Haklar Yasası'na bir makalenin daha eklendiğine dair tekrarlayan bir fantezim var: hayal gücüne serbest erişim hakkı. Gerçek demokrasinin hayal etme özgürlüğü olmadan ve herhangi bir kısıtlama olmadan yaratıcı eserleri kullanma hakkı olmadan var olamayacağına inanıyorum. Bütün bir hayata sahip olmak için, özel dünyaları, hayalleri, düşünceleri ve arzuları, kamu ve özel dünyalar arasında sürekli bir diyaloga erişebilme ve halka açık bir şekilde şekillendirme ve ifade etme imkanı olmalıdır. Başka nasıl biliyoruz, hissettiğimizi, hissettiğimizi, istendiğini, nefret ettiğimizi, korktuğumuzu nasıl biliyoruz?
(I have a recurring fantasy that one more article has been added to the Bill of Rights: the right to free access to imagination. I have come to believe that genuine democracy cannot exist without the freedom to imagine and the right to use imaginative works without any restrictions. To have a whole life, one must have the possibility of publicly shaping and expressing private worlds, dreams, thoughts and desires, of constantly having access to a dialogue between the public and private worlds. How else do we know that we have existed, felt, desired, hated, feared?)

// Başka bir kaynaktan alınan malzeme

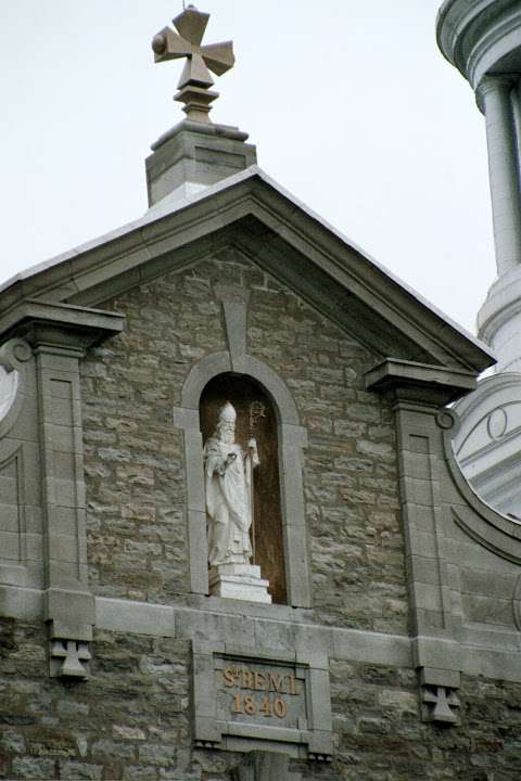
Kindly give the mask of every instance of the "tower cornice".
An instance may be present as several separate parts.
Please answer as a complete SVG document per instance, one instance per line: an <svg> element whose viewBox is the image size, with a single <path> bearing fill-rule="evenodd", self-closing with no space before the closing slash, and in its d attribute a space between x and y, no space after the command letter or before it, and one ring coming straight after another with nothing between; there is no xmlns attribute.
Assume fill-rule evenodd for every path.
<svg viewBox="0 0 521 781"><path fill-rule="evenodd" d="M521 73L518 0L446 0L436 37L444 56L474 90L486 75Z"/></svg>

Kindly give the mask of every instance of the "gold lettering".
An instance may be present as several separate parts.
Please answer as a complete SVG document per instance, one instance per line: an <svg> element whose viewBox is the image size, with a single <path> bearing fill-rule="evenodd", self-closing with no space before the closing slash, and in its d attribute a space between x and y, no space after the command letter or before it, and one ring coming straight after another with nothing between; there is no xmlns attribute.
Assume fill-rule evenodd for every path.
<svg viewBox="0 0 521 781"><path fill-rule="evenodd" d="M281 676L278 673L269 673L268 690L283 693L283 681L284 676Z"/></svg>
<svg viewBox="0 0 521 781"><path fill-rule="evenodd" d="M255 677L252 673L252 670L246 669L245 667L242 668L242 688L243 689L253 689L255 684Z"/></svg>
<svg viewBox="0 0 521 781"><path fill-rule="evenodd" d="M225 679L226 687L230 688L236 686L237 670L234 670L233 667L227 667L223 673L223 677Z"/></svg>
<svg viewBox="0 0 521 781"><path fill-rule="evenodd" d="M265 673L255 673L255 689L257 691L266 691L268 681Z"/></svg>
<svg viewBox="0 0 521 781"><path fill-rule="evenodd" d="M285 676L289 680L288 694L296 694L296 678L294 675Z"/></svg>

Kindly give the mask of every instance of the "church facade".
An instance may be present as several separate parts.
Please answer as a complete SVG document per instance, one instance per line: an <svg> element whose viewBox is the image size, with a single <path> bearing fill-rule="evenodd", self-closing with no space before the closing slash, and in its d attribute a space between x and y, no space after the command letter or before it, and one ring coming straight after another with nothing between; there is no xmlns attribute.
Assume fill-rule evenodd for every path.
<svg viewBox="0 0 521 781"><path fill-rule="evenodd" d="M207 121L203 16L148 213L0 291L0 777L517 779L494 358Z"/></svg>

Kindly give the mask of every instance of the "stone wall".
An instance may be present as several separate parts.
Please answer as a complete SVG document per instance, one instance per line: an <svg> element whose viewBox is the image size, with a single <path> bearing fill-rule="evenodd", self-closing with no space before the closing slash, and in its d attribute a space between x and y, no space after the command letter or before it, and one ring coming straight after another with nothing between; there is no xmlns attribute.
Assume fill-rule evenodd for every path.
<svg viewBox="0 0 521 781"><path fill-rule="evenodd" d="M47 675L41 624L0 620L0 778L232 781L241 756L190 750L189 642L99 631L92 678ZM295 781L517 781L521 684L463 679L461 726L419 719L415 673L332 660L335 758ZM298 777L297 773L301 773Z"/></svg>
<svg viewBox="0 0 521 781"><path fill-rule="evenodd" d="M281 260L282 261L282 260ZM88 552L97 594L189 590L181 432L193 363L226 349L216 284L250 292L247 349L275 369L309 433L305 496L316 618L407 631L395 433L366 393L374 358L245 260L205 260L105 302L127 331L82 367Z"/></svg>

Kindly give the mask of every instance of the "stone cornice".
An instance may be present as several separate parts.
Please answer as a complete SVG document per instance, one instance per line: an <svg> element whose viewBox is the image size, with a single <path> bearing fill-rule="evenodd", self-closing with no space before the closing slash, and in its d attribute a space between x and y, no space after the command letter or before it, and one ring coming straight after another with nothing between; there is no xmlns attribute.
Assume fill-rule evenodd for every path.
<svg viewBox="0 0 521 781"><path fill-rule="evenodd" d="M33 346L88 347L123 331L125 317L67 304L26 299L0 317L0 340L18 336Z"/></svg>
<svg viewBox="0 0 521 781"><path fill-rule="evenodd" d="M396 401L440 408L473 390L476 380L458 369L386 359L367 372L366 387Z"/></svg>
<svg viewBox="0 0 521 781"><path fill-rule="evenodd" d="M521 7L517 0L446 0L436 22L437 44L475 90L486 74L517 72ZM521 66L521 57L517 61Z"/></svg>

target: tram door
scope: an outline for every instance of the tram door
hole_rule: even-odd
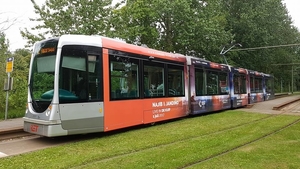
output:
[[[62,52],[59,86],[74,97],[60,99],[60,116],[62,127],[69,130],[70,134],[103,131],[101,65],[102,57],[99,53],[72,47]]]

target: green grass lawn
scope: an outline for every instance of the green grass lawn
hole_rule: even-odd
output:
[[[224,111],[99,134],[99,138],[1,158],[0,168],[300,168],[300,124],[241,146],[300,118],[268,116]],[[241,147],[234,149],[237,146]]]
[[[24,114],[25,114],[25,108],[7,109],[7,119],[21,118],[24,117]],[[5,108],[0,112],[0,120],[4,120],[4,119],[5,119]]]

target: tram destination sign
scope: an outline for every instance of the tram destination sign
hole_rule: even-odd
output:
[[[12,72],[13,68],[14,68],[14,58],[13,57],[9,57],[6,60],[6,73]]]

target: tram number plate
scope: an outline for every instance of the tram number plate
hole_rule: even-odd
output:
[[[36,124],[31,124],[30,125],[30,131],[33,133],[37,133],[39,131],[40,126]]]

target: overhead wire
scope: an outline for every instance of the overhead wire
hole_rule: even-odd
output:
[[[258,50],[258,49],[270,49],[270,48],[280,48],[280,47],[291,47],[291,46],[300,46],[300,43],[287,44],[287,45],[276,45],[276,46],[263,46],[263,47],[254,47],[254,48],[241,48],[241,49],[232,49],[231,51],[245,51],[245,50]]]

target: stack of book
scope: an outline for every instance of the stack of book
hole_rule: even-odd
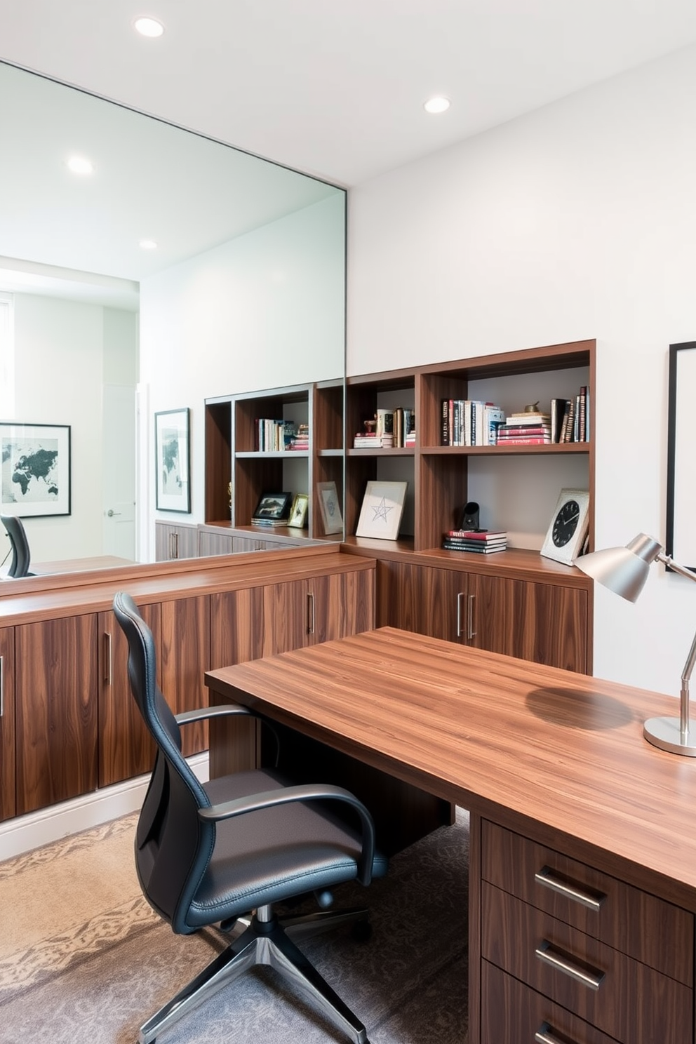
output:
[[[507,547],[507,532],[488,532],[487,529],[450,529],[443,535],[442,547],[448,551],[474,551],[491,554]]]
[[[510,413],[498,428],[497,446],[544,446],[551,442],[551,414]]]
[[[479,399],[442,399],[440,410],[441,446],[495,446],[505,420],[500,406]]]
[[[298,424],[296,432],[291,436],[289,450],[309,449],[309,424]]]

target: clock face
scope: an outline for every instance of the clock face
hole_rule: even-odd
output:
[[[565,547],[578,526],[580,505],[577,500],[567,500],[553,522],[551,538],[556,547]]]

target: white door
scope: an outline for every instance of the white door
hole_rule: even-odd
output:
[[[103,553],[136,559],[136,389],[103,390]]]

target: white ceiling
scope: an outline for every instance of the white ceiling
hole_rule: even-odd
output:
[[[145,40],[134,32],[131,22],[143,14],[165,24],[161,39]],[[581,4],[568,0],[350,0],[342,4],[331,0],[146,0],[144,4],[141,0],[0,0],[0,58],[343,187],[694,42],[694,0],[583,0]],[[446,94],[452,106],[443,115],[428,116],[423,102],[436,93]],[[8,100],[2,98],[3,125]],[[94,108],[92,99],[90,105]],[[98,112],[103,111],[99,105]],[[19,105],[16,115],[10,146],[0,140],[0,176],[11,180],[11,207],[3,203],[7,199],[4,187],[0,194],[0,255],[44,260],[39,252],[48,247],[49,255],[52,250],[50,264],[138,280],[152,270],[147,265],[161,267],[170,262],[164,255],[144,261],[142,252],[133,250],[136,236],[161,238],[155,229],[142,231],[144,213],[137,207],[139,199],[148,200],[152,224],[161,212],[163,226],[165,212],[172,208],[178,212],[181,240],[172,246],[172,257],[177,251],[181,256],[181,251],[208,248],[213,234],[220,241],[231,229],[244,222],[248,229],[254,221],[262,221],[261,211],[249,213],[253,196],[247,195],[254,185],[258,187],[259,177],[268,181],[264,187],[269,191],[264,195],[270,199],[275,193],[277,204],[283,191],[298,193],[305,199],[301,205],[312,201],[312,189],[308,191],[312,183],[290,175],[289,180],[277,177],[281,172],[244,157],[241,166],[248,169],[240,192],[224,191],[230,184],[225,175],[216,186],[222,187],[229,211],[229,228],[222,228],[219,214],[214,216],[213,187],[192,193],[184,176],[186,164],[174,165],[178,146],[165,145],[162,124],[145,121],[140,130],[141,150],[149,145],[152,158],[164,155],[168,173],[153,173],[149,161],[139,166],[128,158],[125,209],[120,209],[121,196],[116,191],[107,193],[112,213],[103,237],[110,242],[104,241],[102,258],[114,257],[106,250],[113,245],[112,238],[122,244],[127,238],[127,247],[122,245],[120,253],[116,248],[117,261],[97,259],[95,267],[77,250],[76,223],[67,242],[52,223],[59,221],[58,210],[66,209],[65,195],[52,194],[45,183],[35,181],[42,159],[37,149],[44,140],[40,135],[48,134],[58,150],[63,147],[59,122],[34,105],[33,140],[27,134],[26,114],[19,118]],[[125,158],[102,119],[95,115],[92,129],[101,126],[103,132],[97,162],[98,172],[105,176],[112,165],[115,168]],[[0,134],[3,129],[0,126]],[[182,148],[188,147],[190,136],[181,137],[187,142]],[[218,146],[206,142],[206,149]],[[14,162],[19,156],[28,157],[29,163],[20,171]],[[154,192],[148,177],[159,186]],[[147,192],[142,190],[144,182]],[[235,216],[233,205],[238,198]],[[41,221],[35,220],[39,199]],[[281,211],[292,206],[288,199],[280,203]],[[266,219],[274,216],[280,215]],[[185,245],[187,235],[198,224],[206,227],[206,233],[190,250]],[[29,226],[34,241],[20,248]],[[171,235],[175,239],[178,233]]]

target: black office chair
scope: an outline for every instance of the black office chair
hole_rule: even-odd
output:
[[[219,924],[232,936],[219,956],[141,1026],[141,1044],[149,1044],[193,1006],[258,964],[288,976],[355,1044],[368,1044],[363,1024],[285,930],[325,928],[365,918],[366,910],[317,911],[283,920],[271,904],[314,892],[319,904],[328,905],[334,885],[356,879],[369,884],[374,876],[385,874],[386,859],[375,853],[369,812],[347,790],[291,786],[268,768],[201,784],[182,755],[179,725],[250,712],[230,706],[174,716],[155,681],[151,632],[133,598],[119,592],[114,613],[128,640],[130,688],[158,749],[135,844],[141,887],[174,932],[187,934]],[[327,804],[350,809],[360,829],[334,817]]]
[[[0,522],[7,530],[13,551],[13,561],[9,564],[7,575],[14,578],[33,576],[33,573],[29,572],[29,541],[26,538],[26,529],[22,519],[18,519],[15,515],[0,515]]]

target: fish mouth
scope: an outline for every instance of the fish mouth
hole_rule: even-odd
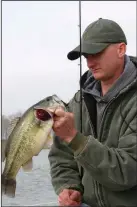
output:
[[[35,107],[34,110],[36,118],[40,121],[48,121],[53,117],[53,114],[47,109]]]

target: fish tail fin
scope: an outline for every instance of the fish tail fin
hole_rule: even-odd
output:
[[[1,176],[1,187],[2,194],[7,195],[8,197],[15,197],[16,191],[16,180],[14,179],[6,179],[4,175]]]

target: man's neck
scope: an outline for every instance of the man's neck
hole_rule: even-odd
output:
[[[122,64],[121,69],[117,70],[119,71],[115,76],[112,78],[106,80],[106,81],[101,81],[101,89],[102,89],[102,96],[104,96],[108,90],[112,87],[112,85],[117,81],[117,79],[121,76],[124,70],[124,64]]]

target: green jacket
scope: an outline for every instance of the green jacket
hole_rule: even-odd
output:
[[[137,68],[137,59],[130,57]],[[68,103],[80,131],[80,92]],[[107,106],[96,135],[96,102],[84,94],[82,133],[67,145],[54,138],[49,153],[52,185],[82,192],[94,207],[137,206],[137,79]]]

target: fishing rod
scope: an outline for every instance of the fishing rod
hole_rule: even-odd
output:
[[[80,80],[82,76],[82,57],[81,57],[81,1],[79,1],[79,42],[80,42]],[[80,131],[82,133],[82,87],[80,82]]]

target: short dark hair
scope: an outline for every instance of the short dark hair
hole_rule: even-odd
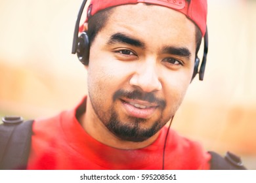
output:
[[[187,0],[190,2],[190,0]],[[110,7],[100,10],[91,17],[88,20],[87,35],[90,41],[90,44],[93,42],[96,35],[102,30],[106,24],[108,18],[113,12],[113,7]],[[196,25],[196,56],[198,54],[202,42],[202,33],[199,27]]]

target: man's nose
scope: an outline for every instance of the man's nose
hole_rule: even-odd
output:
[[[161,90],[162,86],[157,70],[155,61],[140,62],[130,80],[130,84],[140,88],[144,92]]]

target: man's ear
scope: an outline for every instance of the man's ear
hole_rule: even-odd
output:
[[[83,24],[83,31],[87,32],[88,31],[88,23]]]

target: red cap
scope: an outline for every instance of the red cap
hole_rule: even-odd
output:
[[[138,3],[150,3],[168,7],[185,14],[198,26],[203,37],[206,31],[207,0],[188,1],[186,0],[91,0],[87,10],[87,16],[93,16],[97,12],[112,7]],[[88,17],[85,22],[87,19]],[[83,29],[83,27],[80,28]]]

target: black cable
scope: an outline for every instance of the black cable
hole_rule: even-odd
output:
[[[164,143],[164,145],[163,145],[163,166],[162,166],[162,170],[165,169],[165,154],[166,142],[167,141],[169,131],[170,130],[171,125],[171,123],[173,122],[173,120],[174,118],[174,116],[175,115],[173,115],[173,118],[171,120],[170,124],[169,124],[167,133],[166,133],[165,143]]]

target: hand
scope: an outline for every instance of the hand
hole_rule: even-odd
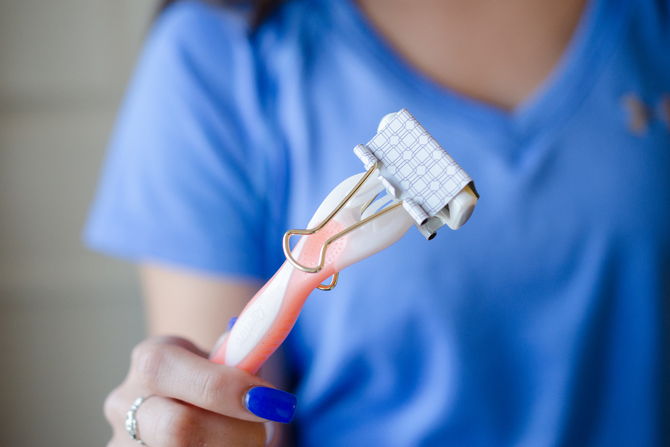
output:
[[[245,371],[218,365],[193,343],[155,337],[135,347],[125,381],[105,401],[114,434],[108,447],[136,447],[125,430],[138,397],[140,439],[149,447],[264,446],[263,422],[289,422],[295,397]]]

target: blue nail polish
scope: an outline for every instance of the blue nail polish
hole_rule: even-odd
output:
[[[244,405],[256,416],[275,422],[291,422],[295,415],[296,398],[286,391],[257,386],[244,397]]]
[[[228,322],[228,330],[231,330],[233,328],[233,326],[235,326],[236,321],[237,321],[237,317],[233,317],[233,318],[230,319],[230,321]]]

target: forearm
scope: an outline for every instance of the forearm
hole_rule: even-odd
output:
[[[140,277],[149,334],[185,337],[205,351],[260,287],[154,264],[141,266]]]

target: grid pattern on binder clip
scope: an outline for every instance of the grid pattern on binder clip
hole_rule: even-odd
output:
[[[418,205],[428,216],[434,216],[472,181],[406,109],[354,152],[366,168],[378,162],[381,176],[394,189],[389,193],[413,202],[412,206]],[[419,220],[421,213],[411,214]]]

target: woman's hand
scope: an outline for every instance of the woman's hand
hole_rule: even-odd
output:
[[[138,397],[138,437],[149,447],[264,446],[268,420],[289,422],[292,394],[259,377],[217,365],[193,343],[155,337],[135,347],[125,381],[107,397],[105,416],[114,434],[108,447],[135,447],[125,429]]]

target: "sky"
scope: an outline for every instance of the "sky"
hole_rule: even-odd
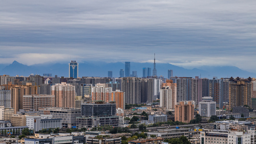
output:
[[[256,67],[256,0],[1,0],[0,63]]]

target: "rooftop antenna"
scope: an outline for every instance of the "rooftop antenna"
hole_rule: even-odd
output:
[[[154,54],[154,69],[153,69],[153,76],[156,78],[158,77],[157,69],[156,69],[156,54]]]

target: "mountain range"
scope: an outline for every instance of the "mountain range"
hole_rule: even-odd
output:
[[[131,62],[132,71],[137,71],[138,76],[142,76],[143,67],[153,68],[151,63]],[[193,77],[198,76],[202,78],[212,78],[217,76],[222,77],[248,78],[255,77],[256,73],[244,71],[235,66],[202,66],[193,69],[185,69],[169,63],[157,63],[158,76],[167,77],[168,70],[172,70],[173,76],[179,77]],[[107,63],[103,61],[87,61],[79,64],[79,76],[106,77],[108,71],[113,72],[113,76],[119,77],[120,69],[124,69],[124,63],[122,62]],[[10,65],[0,64],[0,75],[10,76],[23,75],[28,76],[31,73],[43,75],[43,73],[52,73],[52,76],[68,77],[68,64],[44,63],[27,66],[14,60]]]

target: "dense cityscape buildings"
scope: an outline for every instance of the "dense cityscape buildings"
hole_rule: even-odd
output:
[[[211,120],[244,120],[256,117],[256,110],[253,109],[256,108],[255,78],[173,77],[171,70],[168,70],[170,78],[165,78],[157,76],[155,61],[153,66],[153,75],[151,75],[151,68],[145,67],[142,68],[142,77],[137,77],[136,71],[131,74],[129,62],[125,62],[124,69],[121,69],[119,78],[113,77],[112,71],[108,71],[106,77],[51,77],[49,73],[45,73],[44,76],[1,75],[1,135],[5,135],[4,131],[7,135],[11,129],[20,134],[22,132],[18,131],[24,128],[36,133],[50,128],[61,131],[86,129],[93,131],[88,131],[91,132],[88,136],[84,133],[89,142],[94,137],[88,136],[93,135],[93,131],[97,128],[110,126],[118,127],[118,130],[128,127],[134,131],[132,127],[144,126],[147,129],[156,125],[159,128],[148,132],[146,139],[149,139],[145,141],[154,135],[158,135],[158,141],[162,142],[183,135],[189,138],[192,144],[218,144],[226,139],[218,141],[215,138],[212,143],[208,139],[219,134],[237,138],[245,135],[246,139],[248,136],[245,132],[241,133],[241,129],[246,132],[253,132],[248,129],[255,130],[252,122],[216,122],[215,128],[212,127],[215,121]],[[125,73],[129,76],[123,75]],[[175,122],[176,129],[171,127],[170,122]],[[184,122],[189,128],[177,122]],[[197,123],[206,124],[206,127],[200,129],[196,126]],[[169,124],[171,128],[159,127],[159,123]],[[224,127],[229,132],[220,132]],[[7,127],[10,128],[6,129]],[[198,135],[200,133],[204,135]],[[71,137],[67,135],[61,136]],[[79,136],[82,140],[84,135]],[[45,142],[50,139],[47,137]]]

"Tahran'daki Lolita'yı okumak" çalışmasında Azar Nafisi, gerçek demokrasinin hayal gücü özgürlüğüne dayandığı fikrini ifade ediyor. Yaratıcı çalışmalara erişme ve paylaşma yeteneğinin bireylerin hayatı tam olarak deneyimlemesi için gerekli olduğunu vurgular. Bu özgürlük, kişisel düşüncelerin ve hayallerin ifade edilmesine izin verir, kişinin özel deneyimleri ile kamusal alan arasında bir diyalog yaratır.
Nafisi, bu hak olmadan bireylerin duygularını ve varoluşlarını anlamak ve ifade etmek için mücadele edebileceğini savunuyor. Hayal gücüne serbest erişim hakkı, yaşamın karmaşıklıklarıyla ilgilenmek ve kişisel ifadeye ve yaratıcılığa değer veren demokratik bir toplumu teşvik etmek için çok önemlidir.